People see the clear distinction that exists between BACCHUS and other clubs at Wilkes, heavily ingrained in its mission, and the implementation of educational tables has been bringing a greater appreciation overall.
“We’re there for the students’ benefit,” Lynch said. “We’re making a difference at Wilkes and doing our best to break the mold.”
To avoid misconceptions, members want students to understand something.
“We’re not telling them to stop drinking, we’re not telling them to stop having sex, and we’re definitely not trying to be another authority over them,” Lynch said. We want college to be safe and fun. We want everyone to know that this is most certainly possible.”
“We really believe that with a group of dedicated, active members, we can continue to change Wilkes for the better and contribute to a generation of college students who are dedicated to the greater good,” Lynch said.
Observers see the efforts, dedication and commitment this club makes to ensure the well-being of the community that it serves.

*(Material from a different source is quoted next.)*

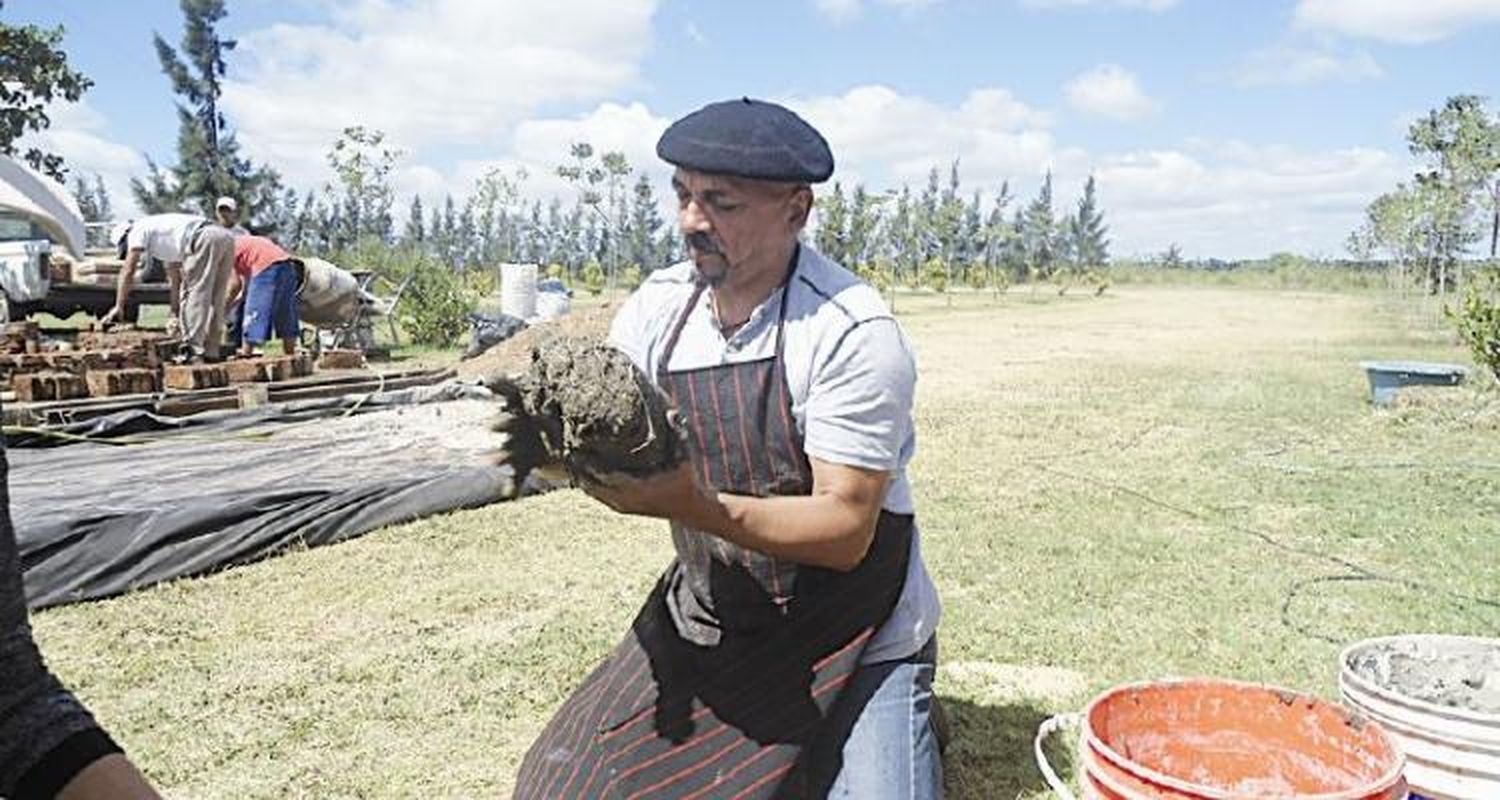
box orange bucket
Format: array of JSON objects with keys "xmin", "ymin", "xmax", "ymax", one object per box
[{"xmin": 1039, "ymin": 678, "xmax": 1409, "ymax": 799}]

“I think Bacchus is great,” Associate Vice President of Marketing Communications Jack Chielli said. “I think what they try to do is very important — promote responsible decision making. I was very impressed by the variety of issues they were willing to raise awareness about — from washing hands to drinking responsibly.  Club members are able to engage and talk to their fellow classmates in a way that parents and university officials can’t.  Quite frankly, the more voices we have talking about the benefits of acting responsibly the better. My hat goes off to them.”

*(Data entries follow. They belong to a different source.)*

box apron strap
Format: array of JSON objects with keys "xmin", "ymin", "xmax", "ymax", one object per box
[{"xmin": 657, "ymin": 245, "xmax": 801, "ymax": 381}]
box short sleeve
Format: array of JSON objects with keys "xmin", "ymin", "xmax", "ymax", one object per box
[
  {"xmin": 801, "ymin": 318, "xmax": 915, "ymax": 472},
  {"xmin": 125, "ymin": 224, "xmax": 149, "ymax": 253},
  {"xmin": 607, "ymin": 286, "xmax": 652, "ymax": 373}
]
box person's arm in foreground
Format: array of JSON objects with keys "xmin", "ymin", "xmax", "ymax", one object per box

But for as much work as BACCHUS club members put forth, they would like to extend sincere appreciation for club’s advisor Gail Holby, and let her know just how important all of her hard work is to them.
“She puts forth so much energy and doesn’t get nearly the credit she deserves,” Lynch said. “We just want to publicly thank her for her dedication to our cause.”
“I am honored to lead this proactive club in their  effort towards healthy behaviors,” Holby said.